Side effects of hysterectomy
Removing both ovaries as part of a hysterectomy will cause menopause in women who have not yet gone through it, and these symptoms are often exaggerated. Early menopause caused by sudden loss of estrogen can mimic age-related processes. These side effects are not eagerly welcomed as we age and are more difficult when they occur before we reach our golden years. Here are some of the symptoms that might have you feeling older than you should:
- Hot flashes are the most common side effects experienced after loss of estrogen. Women experience a quick feeling of heat in the upper body and face. The skin might become flushed and red. When hot flashes occur at night, they are referred to as night sweats. Hot flashes can occur as few as a couple of times a week up to several times an hour. Most hot flashes last only a minute or so.
- Mood swings and depression often follow a radical hysterectomy, and fluctuating levels of the hormones estrogen and progesterone are the major cause. This imbalance of hormones negatively impacts levels of serotonin in the brain. Serotonin is a mood boosting neurotransmitter that prompts mood swings when reduced. Fatigue, night sweats, and stress of major surgery further exaggerate mood swings. For those women already at risk for depression, it is important to maintain communication with your loved ones and healthcare providers about how you are feeling. A good support system is crucial for both your physical and mental recovery.
- Bladder control or urinary incontinence may be another side effect of hysterectomy, though not as common. This can happen because of damage to the bladder nerves or because the pelvic floor muscles have weakened following surgery. You may experience a sudden urge to urinate, have difficulty holding it long enough to get to a facility, or urine may leak during laughing, sneezing, or exercise. These symptoms occur more often in older women. A 2000 study showed that women at age 60 and who have undergone hysterectomies have a 60% higher risk of urinary incontinence later in life than those who never underwent the procedure.

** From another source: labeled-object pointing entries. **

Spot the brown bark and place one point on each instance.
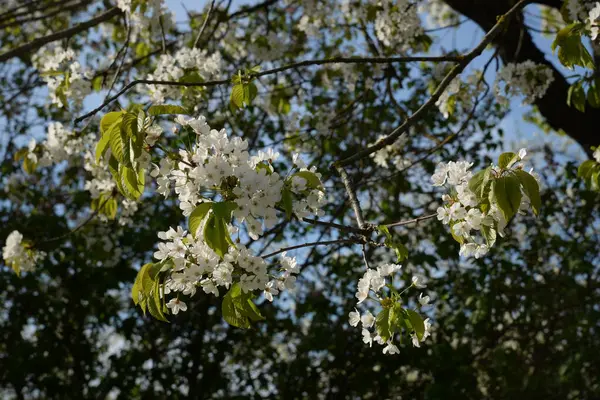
(515, 44)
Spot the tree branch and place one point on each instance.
(305, 63)
(454, 72)
(35, 44)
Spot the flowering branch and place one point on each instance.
(454, 72)
(310, 244)
(66, 33)
(411, 221)
(305, 63)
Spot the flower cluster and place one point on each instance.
(221, 188)
(18, 255)
(468, 213)
(392, 318)
(397, 24)
(223, 166)
(593, 21)
(66, 78)
(193, 65)
(580, 9)
(527, 79)
(391, 153)
(192, 264)
(460, 92)
(60, 144)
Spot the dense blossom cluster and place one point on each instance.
(526, 79)
(397, 24)
(460, 92)
(18, 255)
(60, 144)
(372, 287)
(583, 10)
(194, 264)
(187, 64)
(469, 221)
(155, 19)
(223, 166)
(66, 78)
(439, 13)
(392, 154)
(593, 21)
(220, 170)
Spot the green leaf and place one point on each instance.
(489, 234)
(109, 119)
(197, 216)
(113, 167)
(29, 166)
(167, 109)
(531, 188)
(479, 182)
(593, 95)
(576, 97)
(102, 146)
(154, 303)
(236, 308)
(224, 209)
(97, 83)
(312, 180)
(237, 96)
(287, 202)
(506, 160)
(137, 290)
(586, 171)
(119, 144)
(216, 235)
(571, 50)
(507, 192)
(250, 92)
(133, 182)
(416, 322)
(385, 322)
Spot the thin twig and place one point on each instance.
(454, 72)
(310, 244)
(411, 221)
(352, 196)
(305, 63)
(197, 41)
(35, 44)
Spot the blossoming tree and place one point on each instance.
(278, 146)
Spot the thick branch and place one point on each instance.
(515, 44)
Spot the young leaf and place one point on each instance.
(531, 189)
(506, 160)
(216, 236)
(287, 202)
(312, 180)
(109, 119)
(167, 109)
(478, 182)
(232, 314)
(129, 179)
(416, 322)
(197, 216)
(507, 192)
(237, 96)
(155, 304)
(119, 144)
(385, 322)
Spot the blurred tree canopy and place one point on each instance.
(520, 322)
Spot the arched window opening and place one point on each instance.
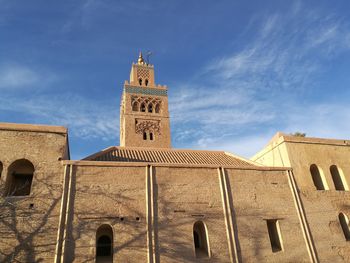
(318, 178)
(104, 244)
(274, 234)
(143, 107)
(20, 177)
(200, 239)
(1, 168)
(135, 106)
(344, 222)
(339, 181)
(157, 108)
(150, 107)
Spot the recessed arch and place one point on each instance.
(344, 223)
(201, 240)
(318, 178)
(143, 107)
(157, 108)
(135, 106)
(19, 178)
(1, 167)
(150, 107)
(104, 244)
(338, 177)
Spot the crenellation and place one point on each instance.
(144, 201)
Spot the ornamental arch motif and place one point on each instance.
(19, 178)
(104, 244)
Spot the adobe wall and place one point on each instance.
(113, 196)
(181, 195)
(258, 196)
(28, 224)
(323, 206)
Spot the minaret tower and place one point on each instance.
(144, 115)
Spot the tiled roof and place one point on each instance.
(168, 156)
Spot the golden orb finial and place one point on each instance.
(140, 60)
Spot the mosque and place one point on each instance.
(144, 201)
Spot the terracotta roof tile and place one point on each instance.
(171, 156)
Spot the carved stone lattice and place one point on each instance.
(155, 103)
(142, 126)
(142, 73)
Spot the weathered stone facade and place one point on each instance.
(146, 202)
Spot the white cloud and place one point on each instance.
(262, 86)
(14, 76)
(85, 118)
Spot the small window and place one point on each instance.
(344, 223)
(104, 244)
(274, 234)
(143, 107)
(157, 108)
(200, 239)
(339, 181)
(150, 107)
(135, 106)
(20, 177)
(318, 178)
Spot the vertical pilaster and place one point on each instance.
(150, 200)
(226, 198)
(302, 218)
(62, 217)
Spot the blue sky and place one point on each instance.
(237, 71)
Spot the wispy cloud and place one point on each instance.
(260, 88)
(85, 118)
(15, 76)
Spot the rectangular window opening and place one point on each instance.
(274, 234)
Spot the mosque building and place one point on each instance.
(144, 201)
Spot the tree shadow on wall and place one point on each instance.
(23, 219)
(88, 220)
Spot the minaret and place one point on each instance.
(144, 115)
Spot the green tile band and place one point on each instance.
(146, 91)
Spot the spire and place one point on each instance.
(140, 60)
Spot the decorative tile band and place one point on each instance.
(145, 91)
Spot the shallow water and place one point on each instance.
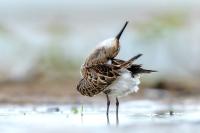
(141, 116)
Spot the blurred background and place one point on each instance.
(43, 44)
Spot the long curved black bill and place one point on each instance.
(120, 33)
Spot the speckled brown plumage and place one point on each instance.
(102, 72)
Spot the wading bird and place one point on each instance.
(103, 73)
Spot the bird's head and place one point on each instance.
(106, 50)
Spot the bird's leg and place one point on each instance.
(117, 108)
(107, 112)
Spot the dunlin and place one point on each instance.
(103, 73)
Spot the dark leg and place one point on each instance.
(107, 112)
(117, 108)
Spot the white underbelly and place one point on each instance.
(124, 85)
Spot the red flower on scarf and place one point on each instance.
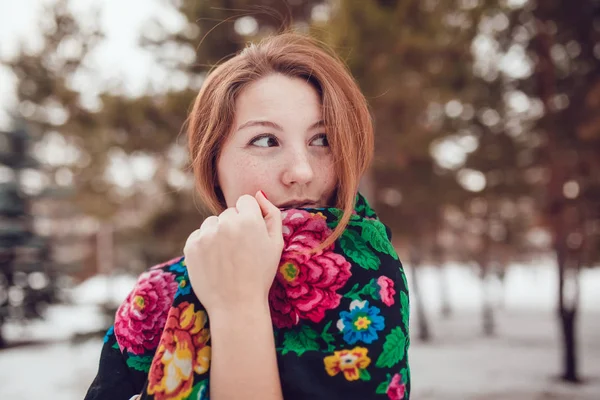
(140, 318)
(306, 284)
(396, 388)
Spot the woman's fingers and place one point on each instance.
(271, 215)
(210, 224)
(248, 206)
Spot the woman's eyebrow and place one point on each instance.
(260, 122)
(270, 124)
(318, 124)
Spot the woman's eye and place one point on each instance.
(265, 141)
(321, 141)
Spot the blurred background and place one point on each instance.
(487, 170)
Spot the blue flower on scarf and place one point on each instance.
(178, 267)
(361, 323)
(184, 286)
(109, 333)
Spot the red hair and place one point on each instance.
(344, 109)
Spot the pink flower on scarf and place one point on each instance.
(142, 316)
(386, 290)
(305, 285)
(396, 388)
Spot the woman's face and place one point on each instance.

- Bone loss also results from low estrogen levels. A decrease in bone mineral density is called osteoporosis. Osteoporosis can lead to bone fractures, especially as we age. This condition occurs even more frequently in women over 60 who have undergone hysterectomy and oophorectomy regardless of how old they were at the time of the surgery. Bone density scans are recommended more frequently to women following hysterectomy.
- Sex drive is often lessened following ovary and uterus removal. Vaginal dryness and decrease of the testosterone hormone also hinder sex drive. Mood, fatigue, and anxiety can also make sex undesirable. For women who undergo hysterectomy for uterine fibroids or other painful conditions, the surgery can actually improve physical intimacy because pain is relieved and heavy periods are a thing of the past.
You should recognize that menopause, whether caused early by surgery or naturally as we age, will happen to all women eventually. This overview of some symptoms following hysterectomy may not apply to everyone, and your doctor will help you understand the advantages and disadvantages of having this surgical procedure. Help may be available in the form of hormone-replacement therapy and lifestyle adjustments that can ease transition and healing.
While research shows that hysterectomy is a safe and common procedure for women, it is still a challenging decision that is not made lightly. Knowledge is key in knowing you have made the right choice for yourself. Ask as many questions as you need from your healthcare providers. While side effects are part of the consideration, your overall health and wellbeing are the ultimate goal of any procedure.
Brown JS, Sawaya G, Thom DH, et al. Hysterectomy and urinary incontinence: a systematic review. Lancet 2000;356:535-9.